How can $26.5 million (about N4.24 billion) be paid to the Federal
Government, and nobody is sure who has the money? Why would it take
America’s prompting for government to act on the matter?
A $180 million scam involving Halliburton has seen people jailed
abroad, others fined, including the construction company, Julius Berger,
but in Nigeria, instead of those alleged to be involved to be
prosecuted, it is the fine of $26.5 million Berger paid that is missing.
President Goodluck Jonathan’s instruction to the Attorney General of
the Federation Mohammed Bello Adoke to recover the money is instructive.
There are conflicting statements from Berger, the police and the Office
of the Accountant General of the Federation on the money.

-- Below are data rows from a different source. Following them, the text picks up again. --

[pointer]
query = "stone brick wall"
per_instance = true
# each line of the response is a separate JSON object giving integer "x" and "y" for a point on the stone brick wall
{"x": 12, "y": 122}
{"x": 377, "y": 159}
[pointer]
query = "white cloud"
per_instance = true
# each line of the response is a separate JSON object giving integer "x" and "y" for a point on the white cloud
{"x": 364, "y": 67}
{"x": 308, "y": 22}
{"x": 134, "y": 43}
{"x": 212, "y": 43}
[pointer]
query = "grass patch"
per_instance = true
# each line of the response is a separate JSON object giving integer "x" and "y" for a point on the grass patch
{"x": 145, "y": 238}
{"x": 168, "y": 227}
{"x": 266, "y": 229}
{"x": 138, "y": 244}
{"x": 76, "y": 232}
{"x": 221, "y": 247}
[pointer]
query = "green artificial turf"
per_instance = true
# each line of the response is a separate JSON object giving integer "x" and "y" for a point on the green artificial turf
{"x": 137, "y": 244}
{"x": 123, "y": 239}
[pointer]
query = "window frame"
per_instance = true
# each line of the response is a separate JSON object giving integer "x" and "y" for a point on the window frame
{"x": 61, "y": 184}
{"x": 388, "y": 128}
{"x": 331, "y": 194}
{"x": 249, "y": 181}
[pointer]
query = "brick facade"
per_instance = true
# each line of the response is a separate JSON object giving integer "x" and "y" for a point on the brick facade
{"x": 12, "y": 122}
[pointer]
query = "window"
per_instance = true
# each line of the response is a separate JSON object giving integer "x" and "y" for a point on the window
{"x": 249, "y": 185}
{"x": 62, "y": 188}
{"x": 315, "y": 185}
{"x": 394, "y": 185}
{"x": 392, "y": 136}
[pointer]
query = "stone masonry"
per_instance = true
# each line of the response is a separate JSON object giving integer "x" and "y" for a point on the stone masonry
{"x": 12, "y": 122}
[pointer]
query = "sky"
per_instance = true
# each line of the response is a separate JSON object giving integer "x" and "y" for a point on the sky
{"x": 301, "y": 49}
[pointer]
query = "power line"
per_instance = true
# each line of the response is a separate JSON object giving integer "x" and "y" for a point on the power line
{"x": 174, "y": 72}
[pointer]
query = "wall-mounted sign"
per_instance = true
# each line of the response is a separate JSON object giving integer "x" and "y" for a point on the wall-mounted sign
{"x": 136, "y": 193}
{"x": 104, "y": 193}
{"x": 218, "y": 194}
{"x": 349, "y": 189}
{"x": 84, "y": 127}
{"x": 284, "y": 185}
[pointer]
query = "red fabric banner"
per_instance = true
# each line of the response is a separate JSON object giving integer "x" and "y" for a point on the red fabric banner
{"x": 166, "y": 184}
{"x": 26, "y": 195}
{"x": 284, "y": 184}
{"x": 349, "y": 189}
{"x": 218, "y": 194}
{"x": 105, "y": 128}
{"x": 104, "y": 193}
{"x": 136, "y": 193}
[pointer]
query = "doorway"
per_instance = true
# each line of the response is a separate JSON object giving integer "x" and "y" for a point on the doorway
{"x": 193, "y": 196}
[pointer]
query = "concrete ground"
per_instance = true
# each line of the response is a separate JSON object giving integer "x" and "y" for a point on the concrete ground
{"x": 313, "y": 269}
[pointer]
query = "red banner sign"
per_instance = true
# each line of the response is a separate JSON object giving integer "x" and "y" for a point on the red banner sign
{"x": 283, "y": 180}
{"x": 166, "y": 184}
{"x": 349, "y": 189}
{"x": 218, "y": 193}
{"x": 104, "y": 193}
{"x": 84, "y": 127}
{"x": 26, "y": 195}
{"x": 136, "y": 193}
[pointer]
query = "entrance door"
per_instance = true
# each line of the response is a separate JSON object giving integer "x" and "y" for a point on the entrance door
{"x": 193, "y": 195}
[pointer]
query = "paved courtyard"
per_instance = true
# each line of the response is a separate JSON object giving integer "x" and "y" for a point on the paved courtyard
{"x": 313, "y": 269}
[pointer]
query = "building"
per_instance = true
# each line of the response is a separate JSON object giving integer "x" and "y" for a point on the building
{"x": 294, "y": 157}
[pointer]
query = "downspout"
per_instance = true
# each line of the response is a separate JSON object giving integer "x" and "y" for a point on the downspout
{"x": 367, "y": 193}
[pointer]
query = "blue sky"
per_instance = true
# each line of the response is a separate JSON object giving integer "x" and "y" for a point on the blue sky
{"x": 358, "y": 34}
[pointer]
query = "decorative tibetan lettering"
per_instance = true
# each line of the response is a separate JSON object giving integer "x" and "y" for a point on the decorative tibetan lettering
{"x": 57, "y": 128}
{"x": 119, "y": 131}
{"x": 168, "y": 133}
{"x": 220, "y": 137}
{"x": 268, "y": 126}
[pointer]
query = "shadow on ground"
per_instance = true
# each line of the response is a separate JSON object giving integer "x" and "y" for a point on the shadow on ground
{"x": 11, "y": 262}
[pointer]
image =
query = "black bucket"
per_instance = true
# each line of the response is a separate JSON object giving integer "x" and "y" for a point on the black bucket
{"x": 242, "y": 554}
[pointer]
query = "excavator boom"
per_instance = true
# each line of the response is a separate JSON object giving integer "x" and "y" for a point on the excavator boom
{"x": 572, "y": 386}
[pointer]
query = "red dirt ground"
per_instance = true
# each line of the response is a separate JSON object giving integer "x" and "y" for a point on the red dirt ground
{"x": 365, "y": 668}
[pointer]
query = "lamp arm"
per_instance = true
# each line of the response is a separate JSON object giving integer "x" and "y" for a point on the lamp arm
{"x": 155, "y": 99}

One account said the money was with the Accountant General of the
Federation. Another said it was with the Attorney General. How would
government be unable to trace the money, which Berger paid for a plea
bargain?
Nigeria has not investigated the scam in a satisfactory manner. The
refusal to try those indicted could be part of the inattentiveness in
the matter that made it possible for $26.5 million that should have been
recovered to be missing.
Mr. Jeffery Tesler, a Halliburton official, jailed for the scam,
listed Nigerian officials who benefitted from bribes paid to them to
gain favourable considerations in LNG contracts. Tesler said he used
Berger as a conduit for the money which was used to bribe top government
functionaries and some prominent Nigerians.
Only a former Special Assistant on Domestic Affairs to former
President Olusegun Obasanjo was charged to court. The case instituted in
2010 is still on.
The new scandal became public two weeks ago, when the US government,
in response to Nigeria’s request to release the balance of the bribe
money held up in a US bank asked Nigeria to account for the plea bargain
money.
The additional condition the US gave for releasing the money is prosecution of those involved in the scam.
Our concerns centre on the lax application of accountability in
government affairs. The Halliburton money may be only an instance.
There are many cases of money the Economic and Financial Crimes
Commission, EFCC, recovered that nobody knows where the money is. What
would make government ask for accounts of the money?
Governments should be worried about their accounting standards. The
standards have been lowered so much they invite insult from the likes of
the US government.
Halliburton money is not missing, we simply have a scandal within a scandal.